I stared so hard my head began to ache, trying to remember the appearance of each and every one, but there were so many.
"Kill them all," they whispered as one. "The earth will be ooouurrss."
The last word became a howl, and this time when their faces went wolf, they stayed that way. Their bodies contorted. Hands and feet became paws, spines crackled and shifted, fur covered every inch of skin.
I'd seen werewolves before, killed them, too. Silver bullets worked as well as the legends said.
However, werewolves were bigger than their animal counterparts, with glowing yellow eyes and creepily human shadows. These wolves looked just like wolves, except I'd seen them shape-shift and knew better.
Luceres.
The word whispered through my head. I'd never heard it before, didn't know what it meant beyond a name for the Nephilim I was seeing.
The beasts began to mill around the room, agitated, revealing as they paced what made them different.
They didn't have tails. That oughta make them easy to spot.
Suddenly, the largest of the group leaped through the window, and glass rained down. The others followed, springing gracefully through the now wide-open portal.
Beneath a moon-drenched sky, the luceres ran as a pack. I'd hoped for a nice open field, no sign of a house or a town. Maybe even a sign that read: nowhere, Wyoming—population 3. But nothing was ever that easy.
Instead, the wolves raced through suburban streets. The houses had been recently built; bicycles, tricycles, and Flintstones cars cluttered the driveways.
"Where are you?" I muttered.
As I watched, fireworks exploded in the distance, illuminating a familiar skyline, the resulting thunder rattling the earth.
Then I was falling out of the vision, waking up on the floor of the cave nauseous, sore, and dizzy. My clothes were still soaked, cool against my flushed skin. My shoes squelched when I wiggled my toes. The earth beneath me shook with thunder, the sound reminiscent of the fireworks I'd viewed hundreds of miles away near the— "Sears Tower," I muttered.
"Chicago."
Summer leaned in the doorway. I stayed right where I was, too out of it to sit up. From prior experience I knew the dizzy nausea would pass; I just had to keep my head still for a few minutes.

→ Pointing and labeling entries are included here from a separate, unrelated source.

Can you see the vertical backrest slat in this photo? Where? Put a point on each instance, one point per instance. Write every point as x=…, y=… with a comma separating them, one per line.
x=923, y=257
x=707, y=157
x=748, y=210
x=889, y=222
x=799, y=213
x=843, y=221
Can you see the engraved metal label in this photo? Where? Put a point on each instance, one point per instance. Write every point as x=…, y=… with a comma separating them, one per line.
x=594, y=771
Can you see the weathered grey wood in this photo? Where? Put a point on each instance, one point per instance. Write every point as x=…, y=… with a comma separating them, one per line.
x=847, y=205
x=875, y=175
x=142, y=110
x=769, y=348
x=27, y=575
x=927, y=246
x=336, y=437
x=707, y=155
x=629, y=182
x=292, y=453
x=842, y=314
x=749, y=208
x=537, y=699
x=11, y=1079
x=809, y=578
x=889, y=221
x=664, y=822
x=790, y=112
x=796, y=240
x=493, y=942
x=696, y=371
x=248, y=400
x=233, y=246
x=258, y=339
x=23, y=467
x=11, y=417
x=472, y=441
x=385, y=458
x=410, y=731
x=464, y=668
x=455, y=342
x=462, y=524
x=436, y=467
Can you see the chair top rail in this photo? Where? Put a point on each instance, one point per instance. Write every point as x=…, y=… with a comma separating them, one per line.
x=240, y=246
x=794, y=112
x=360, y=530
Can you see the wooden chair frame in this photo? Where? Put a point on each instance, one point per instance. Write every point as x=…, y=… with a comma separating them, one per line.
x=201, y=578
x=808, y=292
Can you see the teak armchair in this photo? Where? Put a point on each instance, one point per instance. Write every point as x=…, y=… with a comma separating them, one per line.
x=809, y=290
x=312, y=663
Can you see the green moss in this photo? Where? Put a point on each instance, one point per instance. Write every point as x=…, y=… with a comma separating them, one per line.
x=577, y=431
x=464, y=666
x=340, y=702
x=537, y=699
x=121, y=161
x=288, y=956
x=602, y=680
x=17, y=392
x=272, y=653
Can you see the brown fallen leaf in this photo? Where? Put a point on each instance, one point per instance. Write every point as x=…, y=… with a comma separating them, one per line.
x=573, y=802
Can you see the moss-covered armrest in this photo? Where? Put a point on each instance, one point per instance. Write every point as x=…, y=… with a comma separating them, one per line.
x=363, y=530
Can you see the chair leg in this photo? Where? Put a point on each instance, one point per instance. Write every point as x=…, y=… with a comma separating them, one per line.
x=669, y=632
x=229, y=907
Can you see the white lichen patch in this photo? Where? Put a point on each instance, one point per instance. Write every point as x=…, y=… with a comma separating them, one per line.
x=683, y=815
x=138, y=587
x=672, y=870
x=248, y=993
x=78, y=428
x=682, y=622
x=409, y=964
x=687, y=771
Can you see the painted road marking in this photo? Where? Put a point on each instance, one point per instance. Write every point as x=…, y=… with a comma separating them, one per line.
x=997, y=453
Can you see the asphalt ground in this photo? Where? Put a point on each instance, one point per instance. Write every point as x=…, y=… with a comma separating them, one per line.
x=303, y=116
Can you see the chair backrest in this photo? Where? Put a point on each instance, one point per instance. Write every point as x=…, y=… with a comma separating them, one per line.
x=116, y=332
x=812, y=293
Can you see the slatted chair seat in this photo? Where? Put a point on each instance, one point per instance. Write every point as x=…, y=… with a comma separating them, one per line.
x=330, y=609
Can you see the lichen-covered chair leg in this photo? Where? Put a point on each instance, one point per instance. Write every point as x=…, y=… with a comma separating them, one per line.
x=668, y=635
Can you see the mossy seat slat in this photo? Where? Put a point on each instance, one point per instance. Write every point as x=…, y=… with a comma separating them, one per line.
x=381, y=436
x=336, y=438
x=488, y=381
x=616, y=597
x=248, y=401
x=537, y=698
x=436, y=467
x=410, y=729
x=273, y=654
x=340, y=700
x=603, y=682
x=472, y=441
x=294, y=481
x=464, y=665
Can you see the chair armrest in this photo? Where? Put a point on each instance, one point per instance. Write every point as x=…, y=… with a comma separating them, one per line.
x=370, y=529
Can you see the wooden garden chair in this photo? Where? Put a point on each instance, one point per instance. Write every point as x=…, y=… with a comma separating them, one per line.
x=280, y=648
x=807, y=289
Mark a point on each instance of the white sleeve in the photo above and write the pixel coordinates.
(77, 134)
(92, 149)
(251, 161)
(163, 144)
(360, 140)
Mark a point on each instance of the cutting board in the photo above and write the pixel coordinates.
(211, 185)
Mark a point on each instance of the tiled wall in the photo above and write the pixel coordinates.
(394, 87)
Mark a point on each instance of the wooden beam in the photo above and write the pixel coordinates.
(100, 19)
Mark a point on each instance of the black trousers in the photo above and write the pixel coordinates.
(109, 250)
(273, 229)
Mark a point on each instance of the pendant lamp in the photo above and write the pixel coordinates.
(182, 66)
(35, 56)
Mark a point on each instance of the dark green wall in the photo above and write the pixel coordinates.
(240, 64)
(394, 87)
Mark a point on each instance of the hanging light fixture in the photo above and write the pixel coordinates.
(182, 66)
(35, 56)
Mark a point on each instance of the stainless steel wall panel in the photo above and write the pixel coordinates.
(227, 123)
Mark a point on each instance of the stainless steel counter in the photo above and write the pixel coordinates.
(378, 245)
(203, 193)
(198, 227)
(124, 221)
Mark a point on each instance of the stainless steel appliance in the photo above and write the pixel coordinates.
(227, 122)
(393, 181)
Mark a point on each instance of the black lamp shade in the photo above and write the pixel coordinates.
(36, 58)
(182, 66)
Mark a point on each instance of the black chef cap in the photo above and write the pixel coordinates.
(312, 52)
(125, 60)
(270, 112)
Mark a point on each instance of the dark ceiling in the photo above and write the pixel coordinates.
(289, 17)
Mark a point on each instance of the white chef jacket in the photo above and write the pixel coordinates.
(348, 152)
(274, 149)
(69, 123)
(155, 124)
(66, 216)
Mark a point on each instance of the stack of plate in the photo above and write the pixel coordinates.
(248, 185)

I received information in one of three ways. Ruthie spoke if a Nephilim came near; she told me what they were in visions like the one I'd just had; and she also came to me in dreams to answer what questions she could. There were rules about ghost whispering, and some information she couldn't reveal—usually what I really needed to know.
Visions always left me weak and loopy, but they also imparted the most useful information.
"Ever heard of a lucere?" I asked.
Summer came closer, then sat on the ground and drew up her legs so she could rest her chin on her knees. I wondered if she'd practiced that adorable pose in front of a mirror.
Rain trickled into the pool, pinging against the surface with a quick rat-a-tat-tat. Outside it was pouring, yet Summer was as dry as the desert in July.
"A lucere is a type of lycanthrope," she answered.
"I got that when they changed from people into wolves."
Her blue eyes narrowed. "You want the information or you want to be a smart guy?"
I didn't answer because obviously I wanted both, and after a few seconds, she went on.
"Luceres roved near Rome. Some call them 'lucumo-nes,' derived from loco."
"So they're crazier than the average werewolf?"
"Yes. In ancient times luceres would form tribes or packs and wipe out entire villages."
Kill them all.
"I think they're still following that plan," I murmured.
"Luceres shift following a ceremony." Which coincided with what I'd seen in my vision. "Once they decimated an area, the land, the homes, the businesses became theirs. They'd send a part of the tribe on to the next town they coveted, forming a new pack, blanketing entire areas with their kind."